GPU devices: A10, 3090, V100, A100 are all acceptable. For GPUs with memory <=24G, at least a dual-card environment is required. Since human alignment training loads two models on one card, it occupies more memory than fine-tuning due to an additional inference model's memory consumption.
# Install ms-swift
git clone https://github.com/modelscope/swift.git
cd swift
pip install -e .[llm]
# Environment alignment (usually not necessary. If you encounter errors, you can run the following code, the repository uses the latest environment for testing)

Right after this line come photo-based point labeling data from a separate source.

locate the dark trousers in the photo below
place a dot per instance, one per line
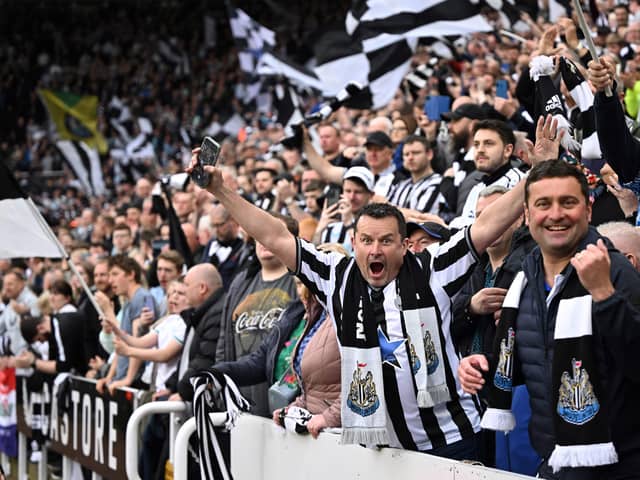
(465, 449)
(154, 437)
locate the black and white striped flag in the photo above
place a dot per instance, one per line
(379, 66)
(26, 232)
(85, 164)
(250, 37)
(369, 19)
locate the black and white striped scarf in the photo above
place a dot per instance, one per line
(549, 99)
(214, 392)
(364, 410)
(585, 120)
(583, 437)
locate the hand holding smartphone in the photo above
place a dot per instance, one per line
(209, 151)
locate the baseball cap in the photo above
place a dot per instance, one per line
(362, 174)
(467, 110)
(378, 138)
(432, 229)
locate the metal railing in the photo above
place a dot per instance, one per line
(176, 411)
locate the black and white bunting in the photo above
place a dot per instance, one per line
(85, 164)
(287, 105)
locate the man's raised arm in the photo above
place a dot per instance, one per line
(266, 229)
(501, 214)
(329, 173)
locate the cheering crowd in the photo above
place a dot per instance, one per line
(430, 276)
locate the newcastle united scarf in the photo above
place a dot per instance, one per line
(549, 98)
(214, 392)
(580, 413)
(368, 355)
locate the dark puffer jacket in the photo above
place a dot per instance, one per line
(205, 319)
(616, 333)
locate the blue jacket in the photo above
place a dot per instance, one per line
(619, 148)
(616, 335)
(259, 366)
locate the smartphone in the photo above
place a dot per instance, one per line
(436, 105)
(209, 151)
(331, 195)
(502, 88)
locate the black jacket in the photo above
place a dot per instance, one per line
(616, 334)
(464, 323)
(67, 342)
(205, 320)
(259, 366)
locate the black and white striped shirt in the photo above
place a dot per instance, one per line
(423, 195)
(409, 427)
(506, 176)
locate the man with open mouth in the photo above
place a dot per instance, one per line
(392, 312)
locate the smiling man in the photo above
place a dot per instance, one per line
(570, 328)
(391, 311)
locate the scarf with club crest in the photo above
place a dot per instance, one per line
(583, 437)
(368, 358)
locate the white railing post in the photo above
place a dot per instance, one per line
(42, 464)
(133, 433)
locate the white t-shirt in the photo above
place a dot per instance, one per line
(171, 328)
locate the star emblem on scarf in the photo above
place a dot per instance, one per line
(388, 349)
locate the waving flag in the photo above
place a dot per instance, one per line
(75, 117)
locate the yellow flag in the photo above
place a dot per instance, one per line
(75, 117)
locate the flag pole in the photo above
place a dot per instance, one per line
(47, 229)
(586, 33)
(513, 36)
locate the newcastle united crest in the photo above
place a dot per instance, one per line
(430, 353)
(577, 403)
(503, 377)
(362, 398)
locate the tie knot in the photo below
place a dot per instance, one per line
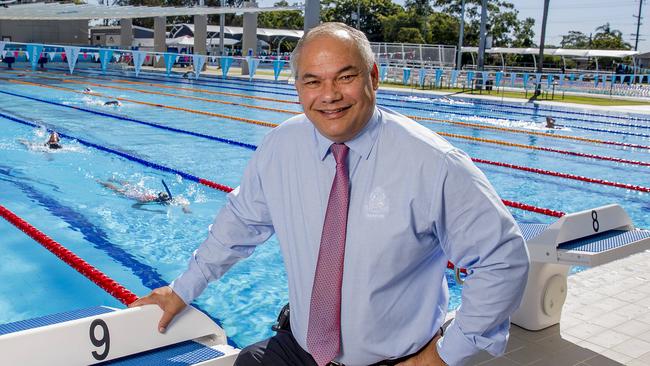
(340, 152)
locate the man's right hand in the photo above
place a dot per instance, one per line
(170, 303)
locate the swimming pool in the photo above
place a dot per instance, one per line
(208, 129)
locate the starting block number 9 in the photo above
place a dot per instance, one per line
(101, 342)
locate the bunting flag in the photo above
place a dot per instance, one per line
(525, 80)
(497, 78)
(198, 61)
(138, 60)
(470, 77)
(105, 57)
(439, 77)
(383, 72)
(277, 67)
(252, 66)
(71, 54)
(406, 75)
(422, 74)
(169, 62)
(226, 62)
(454, 76)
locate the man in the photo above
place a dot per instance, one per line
(368, 206)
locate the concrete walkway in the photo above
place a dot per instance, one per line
(605, 321)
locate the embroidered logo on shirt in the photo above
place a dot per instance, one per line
(378, 205)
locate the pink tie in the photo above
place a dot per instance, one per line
(324, 332)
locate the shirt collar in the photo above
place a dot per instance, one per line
(361, 144)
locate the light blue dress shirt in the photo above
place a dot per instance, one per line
(415, 202)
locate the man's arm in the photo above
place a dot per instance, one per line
(242, 224)
(477, 232)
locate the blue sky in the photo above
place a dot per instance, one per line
(578, 15)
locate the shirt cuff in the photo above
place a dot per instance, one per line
(454, 347)
(189, 285)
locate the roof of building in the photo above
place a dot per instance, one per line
(58, 11)
(556, 52)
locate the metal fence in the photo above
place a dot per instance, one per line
(414, 55)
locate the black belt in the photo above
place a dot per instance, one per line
(395, 361)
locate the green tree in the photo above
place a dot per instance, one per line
(444, 28)
(503, 21)
(281, 19)
(575, 39)
(409, 35)
(372, 12)
(393, 24)
(607, 38)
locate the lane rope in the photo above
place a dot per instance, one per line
(109, 285)
(270, 124)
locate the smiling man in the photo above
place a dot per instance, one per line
(368, 206)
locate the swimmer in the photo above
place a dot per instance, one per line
(141, 195)
(550, 122)
(54, 141)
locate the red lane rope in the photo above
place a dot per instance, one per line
(106, 283)
(564, 175)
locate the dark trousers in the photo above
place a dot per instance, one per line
(279, 350)
(283, 350)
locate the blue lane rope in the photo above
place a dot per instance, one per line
(151, 124)
(276, 86)
(252, 147)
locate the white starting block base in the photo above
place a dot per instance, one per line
(117, 337)
(586, 238)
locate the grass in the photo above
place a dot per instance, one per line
(604, 100)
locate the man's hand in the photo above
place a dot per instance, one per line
(428, 356)
(170, 303)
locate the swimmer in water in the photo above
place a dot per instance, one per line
(550, 122)
(54, 141)
(139, 194)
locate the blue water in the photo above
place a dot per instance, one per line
(142, 248)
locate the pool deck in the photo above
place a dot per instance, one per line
(605, 321)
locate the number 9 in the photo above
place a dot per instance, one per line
(104, 341)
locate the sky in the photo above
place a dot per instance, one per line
(578, 15)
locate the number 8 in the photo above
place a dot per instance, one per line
(595, 224)
(104, 341)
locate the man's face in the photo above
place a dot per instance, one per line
(336, 90)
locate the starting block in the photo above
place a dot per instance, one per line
(115, 337)
(587, 238)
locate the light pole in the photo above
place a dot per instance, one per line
(461, 35)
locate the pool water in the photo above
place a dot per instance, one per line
(144, 247)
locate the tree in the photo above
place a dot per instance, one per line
(393, 24)
(607, 38)
(444, 28)
(575, 39)
(503, 21)
(281, 19)
(372, 12)
(409, 35)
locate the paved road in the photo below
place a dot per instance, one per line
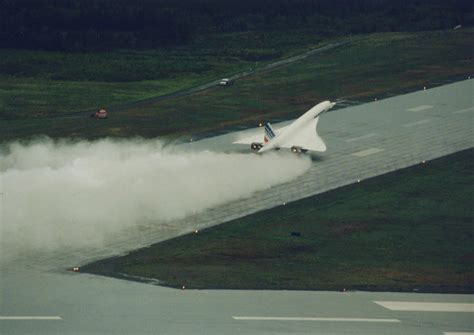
(214, 83)
(37, 295)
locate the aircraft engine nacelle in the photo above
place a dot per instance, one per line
(298, 150)
(256, 146)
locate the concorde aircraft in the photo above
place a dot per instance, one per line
(300, 136)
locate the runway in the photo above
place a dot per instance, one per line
(38, 295)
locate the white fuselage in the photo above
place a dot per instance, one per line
(297, 125)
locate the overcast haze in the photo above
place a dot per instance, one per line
(77, 194)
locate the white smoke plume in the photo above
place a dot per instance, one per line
(63, 193)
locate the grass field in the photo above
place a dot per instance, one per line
(42, 93)
(404, 231)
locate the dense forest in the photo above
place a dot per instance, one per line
(142, 24)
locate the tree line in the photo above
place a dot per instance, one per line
(142, 24)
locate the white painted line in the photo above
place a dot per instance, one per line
(417, 123)
(426, 306)
(463, 110)
(360, 138)
(419, 108)
(276, 318)
(367, 152)
(35, 318)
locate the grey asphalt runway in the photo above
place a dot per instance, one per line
(39, 296)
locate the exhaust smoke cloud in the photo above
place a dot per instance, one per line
(77, 194)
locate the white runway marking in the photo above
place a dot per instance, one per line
(367, 152)
(34, 318)
(276, 318)
(426, 306)
(463, 110)
(360, 138)
(419, 108)
(417, 123)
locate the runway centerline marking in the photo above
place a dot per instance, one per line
(285, 318)
(367, 152)
(361, 137)
(419, 108)
(34, 318)
(465, 110)
(426, 306)
(417, 123)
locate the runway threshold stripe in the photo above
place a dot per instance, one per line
(360, 138)
(463, 110)
(34, 318)
(417, 123)
(426, 306)
(367, 152)
(278, 318)
(420, 108)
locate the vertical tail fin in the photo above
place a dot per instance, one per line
(269, 133)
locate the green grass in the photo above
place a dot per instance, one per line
(407, 230)
(41, 92)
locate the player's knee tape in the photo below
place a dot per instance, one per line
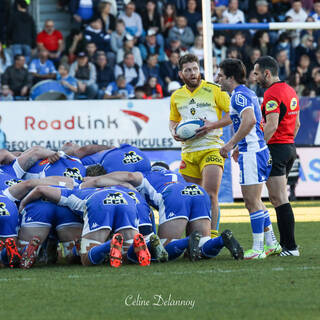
(87, 243)
(203, 240)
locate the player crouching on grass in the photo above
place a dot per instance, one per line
(180, 203)
(252, 155)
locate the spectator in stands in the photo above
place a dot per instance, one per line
(296, 12)
(304, 69)
(150, 46)
(42, 68)
(22, 31)
(131, 71)
(105, 74)
(192, 15)
(151, 18)
(284, 64)
(169, 70)
(182, 32)
(305, 47)
(17, 77)
(261, 40)
(117, 36)
(132, 20)
(197, 47)
(6, 94)
(153, 89)
(219, 47)
(107, 18)
(152, 69)
(129, 47)
(51, 39)
(68, 82)
(119, 89)
(5, 59)
(233, 14)
(168, 18)
(85, 74)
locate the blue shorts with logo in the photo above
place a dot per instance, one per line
(110, 209)
(184, 200)
(9, 217)
(46, 214)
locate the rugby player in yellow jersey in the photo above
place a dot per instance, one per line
(198, 99)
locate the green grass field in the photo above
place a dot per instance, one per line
(220, 288)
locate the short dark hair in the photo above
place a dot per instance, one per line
(189, 57)
(268, 63)
(234, 68)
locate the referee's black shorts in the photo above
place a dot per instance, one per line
(283, 156)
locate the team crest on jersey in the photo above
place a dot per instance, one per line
(3, 210)
(293, 103)
(134, 197)
(271, 105)
(192, 190)
(12, 182)
(115, 198)
(131, 157)
(73, 173)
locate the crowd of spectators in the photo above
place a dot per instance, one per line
(120, 49)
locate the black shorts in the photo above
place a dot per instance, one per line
(283, 156)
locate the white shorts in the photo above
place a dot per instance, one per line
(255, 167)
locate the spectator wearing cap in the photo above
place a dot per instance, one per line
(21, 35)
(150, 46)
(42, 68)
(119, 89)
(182, 32)
(152, 69)
(129, 47)
(51, 39)
(132, 20)
(117, 36)
(86, 76)
(69, 83)
(233, 14)
(107, 18)
(192, 15)
(296, 12)
(131, 71)
(104, 74)
(17, 77)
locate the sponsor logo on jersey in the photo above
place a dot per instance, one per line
(12, 182)
(293, 104)
(73, 173)
(3, 210)
(115, 198)
(192, 190)
(134, 197)
(271, 105)
(131, 157)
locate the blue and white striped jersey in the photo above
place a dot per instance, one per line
(241, 99)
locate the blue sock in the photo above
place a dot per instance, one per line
(131, 255)
(4, 257)
(97, 254)
(257, 221)
(212, 247)
(267, 220)
(176, 248)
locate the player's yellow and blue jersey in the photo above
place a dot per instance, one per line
(207, 101)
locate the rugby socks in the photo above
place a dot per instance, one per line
(176, 247)
(212, 247)
(257, 226)
(285, 219)
(268, 230)
(97, 254)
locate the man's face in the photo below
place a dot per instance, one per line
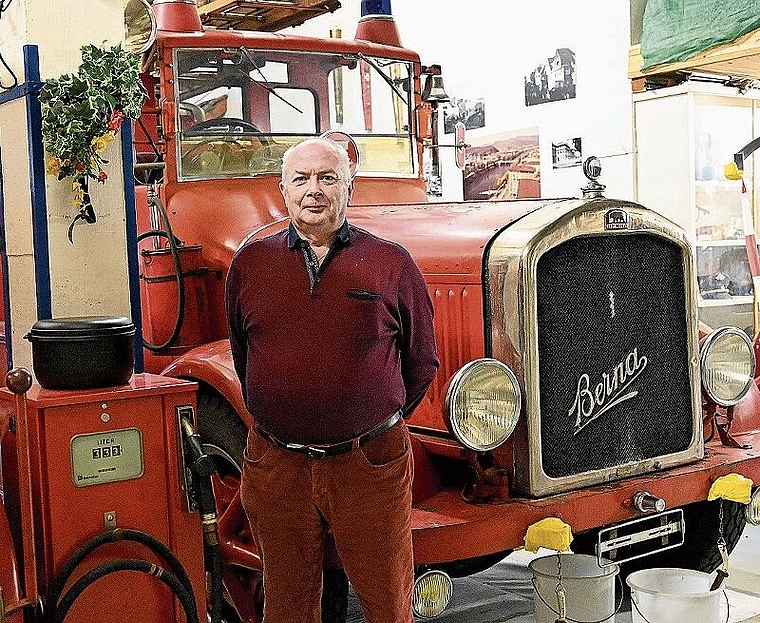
(315, 195)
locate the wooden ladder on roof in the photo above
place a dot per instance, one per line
(263, 15)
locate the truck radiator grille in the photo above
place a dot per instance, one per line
(613, 358)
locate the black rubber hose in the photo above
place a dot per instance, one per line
(186, 598)
(173, 249)
(110, 537)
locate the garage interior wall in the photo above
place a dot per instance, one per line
(90, 276)
(486, 48)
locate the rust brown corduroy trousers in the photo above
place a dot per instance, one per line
(363, 497)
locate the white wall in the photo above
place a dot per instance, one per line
(486, 47)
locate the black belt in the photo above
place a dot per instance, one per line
(320, 451)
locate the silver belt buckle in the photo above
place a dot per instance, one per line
(316, 453)
(313, 451)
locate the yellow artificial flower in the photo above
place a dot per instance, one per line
(54, 166)
(101, 142)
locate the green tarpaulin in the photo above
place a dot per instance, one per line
(675, 30)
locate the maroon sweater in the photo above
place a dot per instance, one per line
(325, 363)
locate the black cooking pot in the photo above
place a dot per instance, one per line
(82, 353)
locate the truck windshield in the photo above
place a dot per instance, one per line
(239, 109)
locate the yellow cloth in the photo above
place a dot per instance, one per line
(731, 487)
(551, 533)
(732, 172)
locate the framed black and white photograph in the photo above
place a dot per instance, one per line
(471, 112)
(567, 153)
(552, 80)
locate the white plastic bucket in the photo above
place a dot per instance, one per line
(589, 588)
(667, 595)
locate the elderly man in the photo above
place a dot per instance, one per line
(332, 337)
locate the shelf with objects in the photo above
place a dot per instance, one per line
(685, 136)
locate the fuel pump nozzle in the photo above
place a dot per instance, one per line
(202, 466)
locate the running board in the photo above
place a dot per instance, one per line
(640, 537)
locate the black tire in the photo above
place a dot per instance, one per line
(700, 547)
(220, 426)
(224, 436)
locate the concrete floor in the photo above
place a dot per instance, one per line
(505, 592)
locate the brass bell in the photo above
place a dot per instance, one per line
(434, 92)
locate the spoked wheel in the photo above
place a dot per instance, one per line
(224, 437)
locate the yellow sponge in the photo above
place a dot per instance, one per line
(733, 487)
(551, 533)
(732, 172)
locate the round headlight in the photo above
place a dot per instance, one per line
(727, 362)
(483, 404)
(432, 593)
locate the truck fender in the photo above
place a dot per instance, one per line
(211, 364)
(10, 581)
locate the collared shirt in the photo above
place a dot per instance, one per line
(313, 266)
(325, 359)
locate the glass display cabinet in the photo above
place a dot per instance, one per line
(684, 137)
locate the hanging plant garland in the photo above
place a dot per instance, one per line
(81, 115)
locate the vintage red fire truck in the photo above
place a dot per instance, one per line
(575, 379)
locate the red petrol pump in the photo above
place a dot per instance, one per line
(108, 523)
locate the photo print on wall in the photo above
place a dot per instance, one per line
(567, 153)
(471, 112)
(552, 80)
(503, 166)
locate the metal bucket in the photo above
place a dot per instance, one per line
(589, 588)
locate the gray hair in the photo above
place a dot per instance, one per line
(344, 164)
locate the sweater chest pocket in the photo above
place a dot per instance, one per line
(362, 295)
(368, 317)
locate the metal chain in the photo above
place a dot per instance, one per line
(560, 590)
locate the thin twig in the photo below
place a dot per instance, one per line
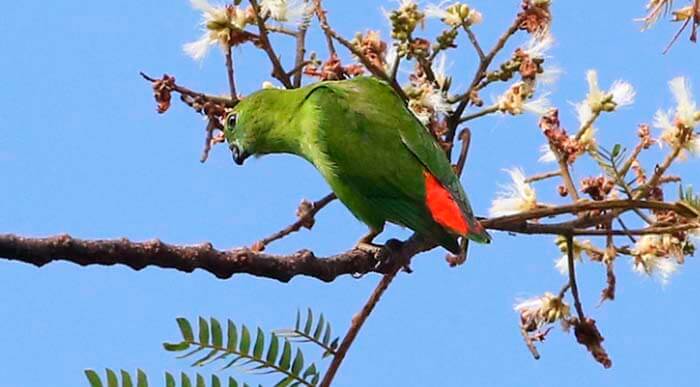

pip install -r requirements/framework.txt -U
pip install -r requirements/llm.txt -U
The following shell script runs a human alignment training. First, you need to switch to the runtime directory:
cd examples/pytorch/llm
Run the following command:
# Experimental environment: 4*A100
# Memory usage: 4 * 20G, dual-card device_map * 2ddp
nproc_per_node=2
PYTHONPATH=../../.. \
CUDA_VISIBLE_DEVICES=0,1,2,3 \
torchrun \
--nproc_per_node=$nproc_per_node \
--master_port 29500 \
llm_dpo.py \
--model_type yi-6b-chat \
--ref_model_type yi-6b-chat \
--model_revision master \
--sft_type lora \
--tuner_backend swift \
--dtype AUTO \
--output_dir output \
--dataset hh-rlhf-cn-harmless-base-cn \
--train_dataset_sample -1 \
--truncation_strategy truncation_left \
--val_dataset_sample 2000 \
--num_train_epochs 3 \
--max_length 1024 \
--max_prompt_length 512 \
--check_dataset_strategy none \
--lora_rank 8 \
--lora_alpha 32 \
--lora_dropout_p 0.05 \
--lora_target_modules ALL \
--gradient_checkpointing true \
--batch_size 1 \
--weight_decay 0.01 \
--learning_rate 5e-5 \
--gradient_accumulation_steps $(expr 16 / $nproc_per_node) \
--max_grad_norm 1.0 \
--warmup_ratio 0.03 \
--eval_steps 2000 \
--save_steps 2000 \
--save_total_limit 2 \
--logging_steps 10 \
The sh script can be viewed here.
# The following script needs to be executed in this directory
cd examples/pytorch/llm
Tips:
- We default to setting
--gradient_checkpointing true
during training to save memory, which will slightly reduce training speed. - If you are using older GPUs such as V100, you need to set
--dtype AUTO
or--dtype fp16
, because they do not support bf16. - If your machine has high-performance graphics cards like A100 and you are using the qwen series models, we recommend installing flash-attn, which will speed up training and inference as well as reduce memory usage (A10, 3090, V100, etc. graphics cards do not support training with flash-attn). Models that support flash-attn can be viewed in LLM Supported Models
- If you need to train offline, please use
--model_id_or_path <model_dir>
and set--check_model_is_latest false
. For specific parameter meanings, please see Command Line Arguments. - If you want to push weights to the ModelScope Hub during training, you need to set
--push_to_hub true
.
# dpo training for mistral-7b max_length=1024, bs=1
# Recommended experimental environment: V100, A10, 3090, 2 cards, 4 cards or 8 cards
bash scripts/dpo/lora_ddp_mp/dpo.sh
bash scripts/dpo/lora_ddp_mp/infer.sh
Since DPO training will result in a complete model or adapter weights, the steps for LoRA merging and inference are the same as for fine-tuning, so please refer to the corresponding steps in the Fine-tuning Documentation.